Elbette ki bu durum, sermayenin gücünün bir ispatı değil ama sınıfın temsiliyeti adına “muhalif”, “ilerici”, “devrimci” sıfatlarıyla kamuoyunda boy gösteren sendikacıların güçsüzlüğünün yeni bir kanıtı olmuştur. Öyle ki aylardır gündemde olan ve fiili bir yetki gaspına dönüşen saldırıya karşı bu güne kadar dişe dokunur en ufak bir mücadele hattı örülmemiş ancak meclisin açılmasına bir iki ay kala zevahiri kurtarmaya dönük eylemler gerçekleştirilmiştir. Ne zaman ki saldırı yasası mecliste görüşülmeye başlanmış ancak o zaman sınırlı bir “iş bırakma” eylemi gündeme getirilmiştir. Böylesi bir “mücadele” düzeyinin ise anılan saldırıyı ve hemen ardından gerçekleşecek olanları püskürtmeye yetmediği-yetmeyeceği bir kez daha görülmüştür.

Bu koşullarda sınıfın ihtiyacına yanıt verecek fiili, meşru, militan mücadeleyi örgütleme iradesini gösteremeyenlerin malum sonuç üzerinden ihanetçi kimlikleri birçok vesileyle tescillenmiş Hak-İş ve Türk-İş bürokratlarını şeytan taşlarcasına hedefe çakmaları da samimiyetsiz bir tutum olmaktadır.
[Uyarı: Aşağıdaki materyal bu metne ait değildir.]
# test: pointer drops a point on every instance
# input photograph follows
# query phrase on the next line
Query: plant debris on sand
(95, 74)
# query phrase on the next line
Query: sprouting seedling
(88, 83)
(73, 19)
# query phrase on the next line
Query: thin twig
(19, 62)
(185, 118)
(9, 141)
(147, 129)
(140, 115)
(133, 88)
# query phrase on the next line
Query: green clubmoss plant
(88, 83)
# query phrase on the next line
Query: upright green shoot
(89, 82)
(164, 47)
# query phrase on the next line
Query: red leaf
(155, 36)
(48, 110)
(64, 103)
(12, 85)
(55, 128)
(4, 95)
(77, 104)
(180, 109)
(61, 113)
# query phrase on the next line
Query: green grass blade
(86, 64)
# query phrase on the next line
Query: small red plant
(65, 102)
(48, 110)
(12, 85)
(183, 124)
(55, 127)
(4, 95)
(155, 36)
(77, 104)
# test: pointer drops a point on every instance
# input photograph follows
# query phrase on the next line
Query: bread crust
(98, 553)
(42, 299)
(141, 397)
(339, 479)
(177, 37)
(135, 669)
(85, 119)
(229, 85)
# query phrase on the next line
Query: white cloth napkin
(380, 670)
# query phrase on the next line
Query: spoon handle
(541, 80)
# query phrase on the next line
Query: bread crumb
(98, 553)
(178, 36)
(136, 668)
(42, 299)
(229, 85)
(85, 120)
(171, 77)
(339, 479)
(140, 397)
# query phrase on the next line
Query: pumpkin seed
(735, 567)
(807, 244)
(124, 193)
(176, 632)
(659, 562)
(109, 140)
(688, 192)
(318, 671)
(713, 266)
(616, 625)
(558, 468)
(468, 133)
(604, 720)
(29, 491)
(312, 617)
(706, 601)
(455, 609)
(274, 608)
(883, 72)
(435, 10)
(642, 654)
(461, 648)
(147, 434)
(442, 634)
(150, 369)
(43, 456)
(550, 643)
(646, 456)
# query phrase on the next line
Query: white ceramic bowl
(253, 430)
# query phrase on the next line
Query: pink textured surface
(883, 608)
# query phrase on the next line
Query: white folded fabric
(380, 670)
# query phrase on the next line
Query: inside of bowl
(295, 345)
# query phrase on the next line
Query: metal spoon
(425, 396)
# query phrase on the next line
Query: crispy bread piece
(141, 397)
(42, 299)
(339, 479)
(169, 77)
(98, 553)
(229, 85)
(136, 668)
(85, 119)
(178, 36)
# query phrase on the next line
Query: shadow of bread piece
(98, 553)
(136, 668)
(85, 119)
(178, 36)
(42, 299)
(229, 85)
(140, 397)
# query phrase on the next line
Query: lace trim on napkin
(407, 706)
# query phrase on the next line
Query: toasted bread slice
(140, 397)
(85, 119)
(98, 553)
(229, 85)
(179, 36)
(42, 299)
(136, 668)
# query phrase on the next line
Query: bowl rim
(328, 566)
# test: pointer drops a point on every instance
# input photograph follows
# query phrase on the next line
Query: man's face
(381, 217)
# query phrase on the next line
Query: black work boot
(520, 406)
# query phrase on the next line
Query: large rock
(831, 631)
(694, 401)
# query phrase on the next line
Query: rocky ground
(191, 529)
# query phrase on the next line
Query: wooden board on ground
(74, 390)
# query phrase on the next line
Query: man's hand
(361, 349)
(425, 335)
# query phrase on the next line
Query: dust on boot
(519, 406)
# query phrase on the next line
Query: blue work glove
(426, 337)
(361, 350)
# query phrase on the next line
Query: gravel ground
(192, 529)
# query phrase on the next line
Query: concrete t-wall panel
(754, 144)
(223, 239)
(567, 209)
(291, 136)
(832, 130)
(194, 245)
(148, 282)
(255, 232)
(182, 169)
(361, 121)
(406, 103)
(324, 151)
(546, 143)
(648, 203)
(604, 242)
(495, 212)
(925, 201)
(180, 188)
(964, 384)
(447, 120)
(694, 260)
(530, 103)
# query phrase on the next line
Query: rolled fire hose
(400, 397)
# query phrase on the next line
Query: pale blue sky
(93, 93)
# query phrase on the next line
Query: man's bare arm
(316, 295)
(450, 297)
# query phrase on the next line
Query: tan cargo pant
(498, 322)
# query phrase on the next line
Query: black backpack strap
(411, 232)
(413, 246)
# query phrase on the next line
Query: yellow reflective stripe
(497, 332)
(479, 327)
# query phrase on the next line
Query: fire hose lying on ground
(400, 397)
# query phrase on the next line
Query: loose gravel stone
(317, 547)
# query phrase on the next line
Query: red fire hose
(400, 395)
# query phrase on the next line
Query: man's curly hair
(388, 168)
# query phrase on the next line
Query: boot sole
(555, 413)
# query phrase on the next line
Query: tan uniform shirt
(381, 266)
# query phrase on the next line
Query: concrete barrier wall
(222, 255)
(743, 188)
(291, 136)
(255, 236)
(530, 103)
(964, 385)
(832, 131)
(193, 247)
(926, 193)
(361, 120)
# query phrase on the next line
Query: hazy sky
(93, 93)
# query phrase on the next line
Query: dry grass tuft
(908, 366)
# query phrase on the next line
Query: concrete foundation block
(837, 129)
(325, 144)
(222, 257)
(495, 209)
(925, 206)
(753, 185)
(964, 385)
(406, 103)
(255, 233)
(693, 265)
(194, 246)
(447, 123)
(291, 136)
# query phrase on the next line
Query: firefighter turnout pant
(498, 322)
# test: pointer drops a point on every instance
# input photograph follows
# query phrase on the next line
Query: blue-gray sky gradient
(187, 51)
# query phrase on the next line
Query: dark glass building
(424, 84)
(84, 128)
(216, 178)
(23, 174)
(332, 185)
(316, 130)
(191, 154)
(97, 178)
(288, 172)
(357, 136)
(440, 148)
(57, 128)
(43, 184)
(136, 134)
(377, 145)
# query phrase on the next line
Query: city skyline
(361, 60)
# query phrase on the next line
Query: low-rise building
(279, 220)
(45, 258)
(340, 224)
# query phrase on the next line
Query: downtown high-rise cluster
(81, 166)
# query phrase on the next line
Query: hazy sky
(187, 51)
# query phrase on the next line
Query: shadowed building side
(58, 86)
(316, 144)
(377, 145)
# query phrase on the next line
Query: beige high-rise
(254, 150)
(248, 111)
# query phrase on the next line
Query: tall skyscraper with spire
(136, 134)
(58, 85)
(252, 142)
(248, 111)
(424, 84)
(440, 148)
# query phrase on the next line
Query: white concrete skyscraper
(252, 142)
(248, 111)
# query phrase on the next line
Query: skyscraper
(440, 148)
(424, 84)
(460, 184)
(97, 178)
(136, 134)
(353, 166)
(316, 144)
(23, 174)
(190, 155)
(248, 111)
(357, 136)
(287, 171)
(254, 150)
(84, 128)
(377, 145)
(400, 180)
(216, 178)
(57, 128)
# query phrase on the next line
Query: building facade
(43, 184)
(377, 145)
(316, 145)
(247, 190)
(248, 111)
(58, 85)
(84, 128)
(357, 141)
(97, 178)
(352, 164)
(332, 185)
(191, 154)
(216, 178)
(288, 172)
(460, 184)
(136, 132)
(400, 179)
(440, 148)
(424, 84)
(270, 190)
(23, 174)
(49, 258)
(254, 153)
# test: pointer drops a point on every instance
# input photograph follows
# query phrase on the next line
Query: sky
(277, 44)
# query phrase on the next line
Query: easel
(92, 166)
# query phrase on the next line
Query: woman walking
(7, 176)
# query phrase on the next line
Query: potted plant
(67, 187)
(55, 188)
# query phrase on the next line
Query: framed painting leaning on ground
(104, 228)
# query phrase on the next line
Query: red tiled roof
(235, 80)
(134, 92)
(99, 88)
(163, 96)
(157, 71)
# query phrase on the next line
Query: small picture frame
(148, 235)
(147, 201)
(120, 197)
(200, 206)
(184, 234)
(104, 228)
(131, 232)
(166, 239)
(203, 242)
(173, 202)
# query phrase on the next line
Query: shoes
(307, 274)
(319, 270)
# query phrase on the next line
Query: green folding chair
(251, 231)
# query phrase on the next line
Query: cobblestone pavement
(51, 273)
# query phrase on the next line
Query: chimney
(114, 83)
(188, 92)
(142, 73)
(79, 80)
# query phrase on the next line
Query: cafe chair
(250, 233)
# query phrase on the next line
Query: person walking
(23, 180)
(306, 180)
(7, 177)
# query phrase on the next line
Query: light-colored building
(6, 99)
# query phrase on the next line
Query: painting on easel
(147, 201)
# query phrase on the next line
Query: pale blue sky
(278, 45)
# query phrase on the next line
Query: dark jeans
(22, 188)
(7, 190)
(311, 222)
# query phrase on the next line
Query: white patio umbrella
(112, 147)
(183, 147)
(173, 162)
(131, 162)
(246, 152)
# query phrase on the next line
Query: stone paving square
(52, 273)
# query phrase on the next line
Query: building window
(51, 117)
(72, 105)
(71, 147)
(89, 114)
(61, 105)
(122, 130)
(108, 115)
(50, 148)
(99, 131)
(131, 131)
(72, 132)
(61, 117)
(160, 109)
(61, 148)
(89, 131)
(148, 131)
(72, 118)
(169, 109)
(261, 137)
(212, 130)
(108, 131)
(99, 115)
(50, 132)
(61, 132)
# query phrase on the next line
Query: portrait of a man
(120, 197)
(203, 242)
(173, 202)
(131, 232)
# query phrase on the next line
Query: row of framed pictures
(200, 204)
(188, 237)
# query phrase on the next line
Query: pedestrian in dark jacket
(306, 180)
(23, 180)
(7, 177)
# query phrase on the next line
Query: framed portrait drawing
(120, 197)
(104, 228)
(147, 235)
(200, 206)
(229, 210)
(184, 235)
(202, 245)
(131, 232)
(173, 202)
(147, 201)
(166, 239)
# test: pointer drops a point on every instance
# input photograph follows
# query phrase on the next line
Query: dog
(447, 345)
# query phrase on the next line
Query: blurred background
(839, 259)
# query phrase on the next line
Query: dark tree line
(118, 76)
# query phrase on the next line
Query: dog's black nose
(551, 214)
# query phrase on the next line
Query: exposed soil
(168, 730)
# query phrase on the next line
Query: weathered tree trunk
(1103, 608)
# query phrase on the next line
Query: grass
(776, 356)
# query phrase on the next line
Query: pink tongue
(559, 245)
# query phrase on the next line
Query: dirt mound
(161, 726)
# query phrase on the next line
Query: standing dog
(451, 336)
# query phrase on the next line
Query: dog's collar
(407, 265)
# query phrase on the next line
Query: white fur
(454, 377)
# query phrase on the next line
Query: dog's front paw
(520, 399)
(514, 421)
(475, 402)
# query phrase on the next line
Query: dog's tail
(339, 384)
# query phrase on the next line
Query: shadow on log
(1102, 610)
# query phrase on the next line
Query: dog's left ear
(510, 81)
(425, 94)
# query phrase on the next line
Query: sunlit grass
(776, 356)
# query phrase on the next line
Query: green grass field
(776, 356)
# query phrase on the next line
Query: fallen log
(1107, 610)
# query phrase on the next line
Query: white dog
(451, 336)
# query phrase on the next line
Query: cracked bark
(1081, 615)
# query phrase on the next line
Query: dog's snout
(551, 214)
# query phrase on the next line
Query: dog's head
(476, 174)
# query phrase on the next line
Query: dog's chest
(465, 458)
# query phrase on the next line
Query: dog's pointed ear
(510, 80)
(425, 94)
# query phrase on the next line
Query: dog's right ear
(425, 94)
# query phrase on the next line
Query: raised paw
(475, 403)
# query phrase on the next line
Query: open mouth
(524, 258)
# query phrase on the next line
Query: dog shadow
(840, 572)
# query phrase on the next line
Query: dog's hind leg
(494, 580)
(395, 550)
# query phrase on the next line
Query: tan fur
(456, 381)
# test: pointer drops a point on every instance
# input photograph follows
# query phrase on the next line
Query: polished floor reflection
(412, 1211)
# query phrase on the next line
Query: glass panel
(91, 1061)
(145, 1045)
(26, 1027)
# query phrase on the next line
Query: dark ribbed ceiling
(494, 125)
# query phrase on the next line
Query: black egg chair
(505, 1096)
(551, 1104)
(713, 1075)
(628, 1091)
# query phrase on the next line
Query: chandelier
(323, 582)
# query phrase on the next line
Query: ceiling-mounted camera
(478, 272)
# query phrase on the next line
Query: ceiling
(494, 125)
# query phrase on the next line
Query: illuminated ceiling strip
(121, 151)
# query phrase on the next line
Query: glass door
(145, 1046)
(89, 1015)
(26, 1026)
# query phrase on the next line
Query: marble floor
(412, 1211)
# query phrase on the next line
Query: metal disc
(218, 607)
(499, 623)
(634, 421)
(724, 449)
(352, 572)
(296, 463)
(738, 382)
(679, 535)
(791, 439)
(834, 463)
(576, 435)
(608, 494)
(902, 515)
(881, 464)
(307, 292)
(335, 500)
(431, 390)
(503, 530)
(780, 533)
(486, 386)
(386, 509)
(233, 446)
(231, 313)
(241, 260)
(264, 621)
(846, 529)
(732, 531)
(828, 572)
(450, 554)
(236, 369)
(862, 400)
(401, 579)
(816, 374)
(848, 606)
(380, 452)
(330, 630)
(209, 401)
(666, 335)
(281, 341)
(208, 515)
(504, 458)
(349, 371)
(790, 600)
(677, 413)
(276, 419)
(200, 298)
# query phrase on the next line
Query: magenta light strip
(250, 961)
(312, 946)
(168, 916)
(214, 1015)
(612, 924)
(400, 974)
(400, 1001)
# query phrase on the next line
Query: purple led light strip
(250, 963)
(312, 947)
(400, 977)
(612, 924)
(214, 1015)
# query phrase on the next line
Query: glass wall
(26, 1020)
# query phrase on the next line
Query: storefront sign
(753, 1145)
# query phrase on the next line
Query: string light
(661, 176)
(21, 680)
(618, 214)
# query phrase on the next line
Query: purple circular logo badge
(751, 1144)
Zira yasanın hayata geçmesinde bu ihanetçi güruhun ne yaptığından çok onun karşısında sınıftan, emekten yana olduğunu söyleyen sendikal kesimin neler yapmadığı daha belirleyici olmuştur. Tüm bunlar gözardı edilerek sadece ihanetçiliği teşhir etmek ve suçlamak gölgelerle kavga etmekten başka bir anlama gelmez.

Bu açıdan DİSK’in ve Sendikal Güç Birliği Platformu’nda yer alan sendikaların bu sonuçta doğrudan payları olduğunu söylemek hiç de haksız, abartılı bir yaklaşım olmayacaktır. DİSK’in mevcut saldırılara karşı  “Zalimin zulmüne direneceğiz” kampanyası çerçevesinde ortaya koyduğu mücadele pratiği, sonuç alıcı olmaktan uzak, sınıf bölüklerini mevcut saldırılar karşısında harekete geçirmeye ve seferber etmeye dönük bir planlamadan yoksun, yapılabileceklerin en asgarisi sınırında kalan eylemler düzeyinde gerçekleşmiştir. Sınıfın üretimden gelen gücünü kullanmaya dönük herhangi bir planlama yapılmamışken, Nakliyat-İş’in yasanın mecliste görüşüldüğü günlerde gerçekleştirdiği iş bırakmayı saymazsak buna dönük ne bir çağrı, ne de hazırlık yapılmıştır. Sınıfın örgütlenme hakkını hedef alan bir saldırıya karşı tarihinde şanlı bir direnişe sahip olan DİSK’in gelinen yerde “direnişin” çıtasını yapabileceklerin bile altında tutması ne anlaşılır ne de kabul edilebilir bir durumdur.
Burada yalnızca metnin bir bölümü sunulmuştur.